So John falls down, and then that hand that is strong enough to put the stars in place touches him and says, “Do not be afraid.” This one who is above it all, above the suffering, above the persecution, above our momentary troubles (cf. 2 Corinthians 4:17), he is with us through it all. He was dead, he is alive again. He is in control of all things, including death and Hades. And because of that, he commands John to write letters of encouragement to the churches, to call out their best, to call them to faithfulness. This week, if you follow the readings, you’re going to read those letters to the churches, and it might be helpful to do so with a study Bible that gives you some background on each church. But I believe Jesus has a message for us in here, as well, a message to the church at Portage. The message is this: “Do not be afraid.” It’s the same message Jesus has delivered to the church throughout the centuries: “Do not be afraid to do what I’m calling you to do. No matter what the world think, no matter how you are judged, no matter how you might be persecuted—do not be afraid.

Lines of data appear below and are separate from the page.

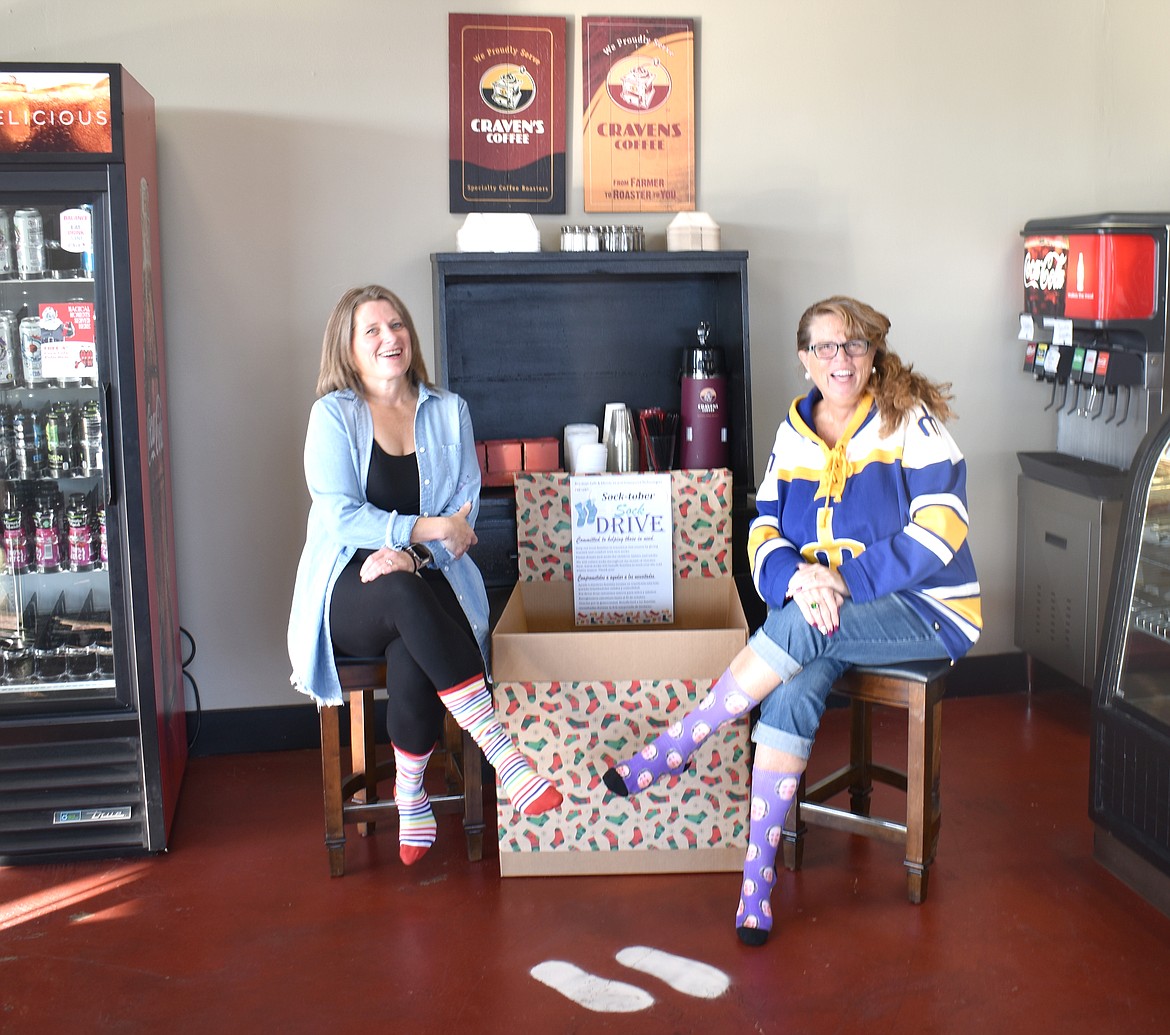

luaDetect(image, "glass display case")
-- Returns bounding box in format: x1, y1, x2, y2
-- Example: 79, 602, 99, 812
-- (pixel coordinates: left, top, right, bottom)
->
0, 63, 187, 867
1089, 409, 1170, 915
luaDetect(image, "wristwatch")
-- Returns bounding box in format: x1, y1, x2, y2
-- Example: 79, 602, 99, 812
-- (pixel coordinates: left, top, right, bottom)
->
402, 543, 435, 574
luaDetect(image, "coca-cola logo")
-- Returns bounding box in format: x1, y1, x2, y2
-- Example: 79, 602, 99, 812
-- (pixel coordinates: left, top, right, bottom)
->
1024, 249, 1068, 291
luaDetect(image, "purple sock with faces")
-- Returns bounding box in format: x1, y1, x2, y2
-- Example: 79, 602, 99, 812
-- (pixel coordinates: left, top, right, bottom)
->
601, 669, 753, 798
735, 766, 800, 945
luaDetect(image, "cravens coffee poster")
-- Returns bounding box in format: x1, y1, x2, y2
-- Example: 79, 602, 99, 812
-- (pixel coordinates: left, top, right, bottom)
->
448, 14, 566, 213
581, 16, 695, 212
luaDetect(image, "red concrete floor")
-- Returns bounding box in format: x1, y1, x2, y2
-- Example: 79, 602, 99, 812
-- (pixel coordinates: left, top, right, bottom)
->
0, 688, 1170, 1035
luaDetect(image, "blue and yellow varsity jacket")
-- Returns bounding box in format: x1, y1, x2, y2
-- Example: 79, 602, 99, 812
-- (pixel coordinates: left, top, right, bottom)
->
748, 388, 983, 660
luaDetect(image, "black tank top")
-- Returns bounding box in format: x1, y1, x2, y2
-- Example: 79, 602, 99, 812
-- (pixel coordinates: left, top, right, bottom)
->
366, 439, 421, 513
355, 439, 443, 579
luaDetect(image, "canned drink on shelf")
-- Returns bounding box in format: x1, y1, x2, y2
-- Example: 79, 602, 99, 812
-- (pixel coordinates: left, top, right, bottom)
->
0, 309, 20, 388
12, 208, 46, 277
20, 316, 46, 388
11, 408, 44, 481
0, 208, 16, 277
0, 492, 33, 575
81, 205, 94, 280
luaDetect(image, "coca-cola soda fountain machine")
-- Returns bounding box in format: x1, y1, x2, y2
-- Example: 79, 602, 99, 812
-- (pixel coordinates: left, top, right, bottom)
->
1016, 213, 1170, 688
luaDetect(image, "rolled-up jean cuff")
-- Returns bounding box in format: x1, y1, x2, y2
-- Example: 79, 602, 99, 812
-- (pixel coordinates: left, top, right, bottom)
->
751, 723, 812, 759
748, 629, 804, 683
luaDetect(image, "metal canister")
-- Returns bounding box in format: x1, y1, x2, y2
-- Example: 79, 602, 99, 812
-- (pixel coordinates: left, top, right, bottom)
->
81, 205, 94, 280
0, 309, 20, 388
12, 408, 44, 479
0, 208, 16, 277
20, 316, 44, 388
12, 208, 46, 277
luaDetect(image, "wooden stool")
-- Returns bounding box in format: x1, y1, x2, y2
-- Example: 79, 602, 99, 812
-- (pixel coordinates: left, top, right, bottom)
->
319, 658, 483, 877
784, 661, 951, 905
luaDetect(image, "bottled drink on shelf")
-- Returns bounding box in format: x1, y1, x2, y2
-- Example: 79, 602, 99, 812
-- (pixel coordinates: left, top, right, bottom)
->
94, 503, 110, 568
44, 402, 76, 478
78, 399, 103, 475
66, 492, 94, 572
0, 489, 33, 575
33, 488, 61, 573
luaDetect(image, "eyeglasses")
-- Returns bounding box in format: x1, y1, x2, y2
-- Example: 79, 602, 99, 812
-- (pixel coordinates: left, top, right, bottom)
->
805, 338, 869, 359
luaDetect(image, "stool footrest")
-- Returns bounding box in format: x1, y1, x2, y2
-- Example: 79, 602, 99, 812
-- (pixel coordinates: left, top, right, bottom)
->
319, 673, 486, 877
783, 662, 950, 904
800, 801, 906, 844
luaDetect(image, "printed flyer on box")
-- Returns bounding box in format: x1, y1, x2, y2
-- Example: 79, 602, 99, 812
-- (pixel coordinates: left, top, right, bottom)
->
448, 14, 566, 213
569, 474, 674, 626
581, 16, 695, 212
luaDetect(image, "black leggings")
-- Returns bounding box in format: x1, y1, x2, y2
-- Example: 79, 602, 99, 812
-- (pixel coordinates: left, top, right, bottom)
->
329, 551, 483, 754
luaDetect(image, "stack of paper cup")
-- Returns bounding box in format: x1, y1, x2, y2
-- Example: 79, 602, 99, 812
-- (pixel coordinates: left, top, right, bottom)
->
565, 425, 605, 475
573, 442, 608, 475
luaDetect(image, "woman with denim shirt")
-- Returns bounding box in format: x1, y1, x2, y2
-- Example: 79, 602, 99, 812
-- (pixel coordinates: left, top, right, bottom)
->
603, 296, 983, 946
288, 285, 562, 865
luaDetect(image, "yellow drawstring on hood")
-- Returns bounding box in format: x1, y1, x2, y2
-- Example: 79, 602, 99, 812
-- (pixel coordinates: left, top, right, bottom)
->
814, 392, 874, 506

I am the one who is on your side. I am first and last. I was there at the beginning and I’ll be there at the end—and all the points in between.” We know that, because Jesus has been with this church for 176 years and then some. At a Disciple class a couple of months ago, though, we discussed how so many people here don’t know our story, don’t know this church’s story, and because Revelation is a letter to the churches, it makes sense to tell our story alongside their story. And our story is the story of Jesus’ faithfulness throughout everything that has come our way. So we’ll be telling our story over the next few weeks, and we begin by remembering God’s faithfulness through the years.
VIDEO: Wanda Samuelson
The problem with vision is that, very often, Jesus only gives us one step at a time. A lampstand doesn’t give lots of light, just enough for the next step or two. And that’s the way Jesus works with us as well—one step he leads, and then another, and then another. So how do we respond to this text as we begin our journey into the strange and wonder-filled world of the Revelation? Well, first of all, we have to wake up—begin looking for Jesus in places we might least expect, because he’s there. Turn around, wake up, repent—whatever term you want to use, do what we need to do in order to see him working in our world, in our lives, in our church. You know, sometimes we get so focused on what we’re upset about, or what we disagree with, or what we don’t like that we forget to look for Jesus even in the midst of that. He’s there. He’s working, and he’s leading. And once we see him, our response is to embrace whatever calling he has placed on our lives. It might be scary. It might lead us to be looked on strangely by our world. People might not understand. But, as the Revelation shows us, salvation is worked out in the midst of hate and suffering or not at all (cf. Peterson 31). Where is God calling you to go and what is God calling you to do in 2012? What task will you put your hand to, whether the end comes this year or not?
This Saturday, 9 a.m., is our Vision 2012 event. We’re going to be talking about what it will take to move this church forward in 2012, and I want every one of you to be part of that discussion. Our Ad Council has already approved strategic goals for this coming year, and I’ll be sharing that with you as well as some thoughts on leadership. And there will be time for you to worship, as John did, and to seek out how God is calling you to respond in 2012 to this Jesus, this one “like a son of man,” the one who says to us, “Do not be afraid.” No matter what the future holds, he is with us. He has gone before us. And he will not leave us orphaned (cf. John 14:18). He still hold the keys of death and Hades. He’s still alive forever. Let’s pray.